Wasatch: Little-known topics
Here’s the only paragraph that comes close to addressing the question raised by the article title:
Over the last couple of years Wasatch has developed five white papers on a variety of topics, including the most recent white paper “Think International, Think Small” which was just released this month. Each white paper focuses on an important topic that we believe is not well covered in general investor education.
So, the stated motivation boils down to Wasatch’s desire to cover important investment topics that don’t receive much popular media attention.
My take: The case for investing in Wasatch’s asset classes
If you look at the five Wasatch white papers, you’ll see that each addresses an asset class included in one or more Wasatch funds. Indeed, the first four white papers mention four to five Wasatch funds, according to the “White Papers” page in their online “Literature and Forms” section. I haven’t actually read the white papers.
White papers are a great way to market funds. However, I believe fund companies shouldn’t act as if it’s an accident that their white paper topics and their investing styles overlap.

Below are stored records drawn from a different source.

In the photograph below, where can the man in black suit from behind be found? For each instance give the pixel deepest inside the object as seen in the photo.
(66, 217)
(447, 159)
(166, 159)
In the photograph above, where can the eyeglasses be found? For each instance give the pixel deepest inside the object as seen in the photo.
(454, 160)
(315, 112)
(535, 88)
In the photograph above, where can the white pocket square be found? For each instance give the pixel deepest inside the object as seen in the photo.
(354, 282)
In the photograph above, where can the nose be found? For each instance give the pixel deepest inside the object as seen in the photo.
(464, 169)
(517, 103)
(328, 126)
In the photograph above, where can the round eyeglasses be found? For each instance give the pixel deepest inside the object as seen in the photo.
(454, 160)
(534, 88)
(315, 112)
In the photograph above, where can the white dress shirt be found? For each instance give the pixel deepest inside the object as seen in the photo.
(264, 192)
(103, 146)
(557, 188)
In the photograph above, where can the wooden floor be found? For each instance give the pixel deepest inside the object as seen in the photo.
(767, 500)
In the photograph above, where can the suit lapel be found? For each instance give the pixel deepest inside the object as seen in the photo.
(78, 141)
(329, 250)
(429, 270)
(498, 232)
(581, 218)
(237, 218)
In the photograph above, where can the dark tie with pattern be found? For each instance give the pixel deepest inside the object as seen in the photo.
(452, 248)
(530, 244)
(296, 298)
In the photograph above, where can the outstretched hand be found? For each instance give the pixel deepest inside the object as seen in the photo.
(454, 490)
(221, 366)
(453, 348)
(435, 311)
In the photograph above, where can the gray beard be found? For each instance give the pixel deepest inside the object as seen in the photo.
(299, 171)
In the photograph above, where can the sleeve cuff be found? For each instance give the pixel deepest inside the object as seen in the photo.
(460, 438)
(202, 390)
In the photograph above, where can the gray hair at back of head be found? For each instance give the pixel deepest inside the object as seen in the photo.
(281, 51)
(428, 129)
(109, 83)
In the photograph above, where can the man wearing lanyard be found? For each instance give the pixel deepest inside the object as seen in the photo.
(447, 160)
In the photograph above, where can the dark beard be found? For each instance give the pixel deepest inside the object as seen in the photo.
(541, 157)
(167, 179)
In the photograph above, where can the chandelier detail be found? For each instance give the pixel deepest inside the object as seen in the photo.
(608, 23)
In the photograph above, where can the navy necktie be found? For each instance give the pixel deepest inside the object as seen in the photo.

I imagine that “Why Wasatch Writes White Papers” didn’t receive the editorial scrutiny it deserved. After all, in “Four lessons from the Wasatch Funds on reporting underperformance,” I admired the quality of the firm’s communications. I’ve also benefited from the quality of the firm’s white papers. One of their white papers gave me the hook I needed to sell the editor of Financial Planning magazine on an article about mid-cap investing.
Writing lessons from this article
If you’re a writer, editor, or reviewer of your firm’s publications, you can learn some things from this article.
- Make sure that your articles deliver on what their titles promise. If the author called this article “Five White Papers to Help You Make Better Investment Decisions,” it would have set my expectations more accurately. Plus, it would never have inspired this blog post.
- Remember the WIIFM. Stress “What’s In It For Me” from your reader’s perspective when you write. The current title and introduction don’t do this.
If you remember #2, you’ll pull way ahead of many other financial communicators.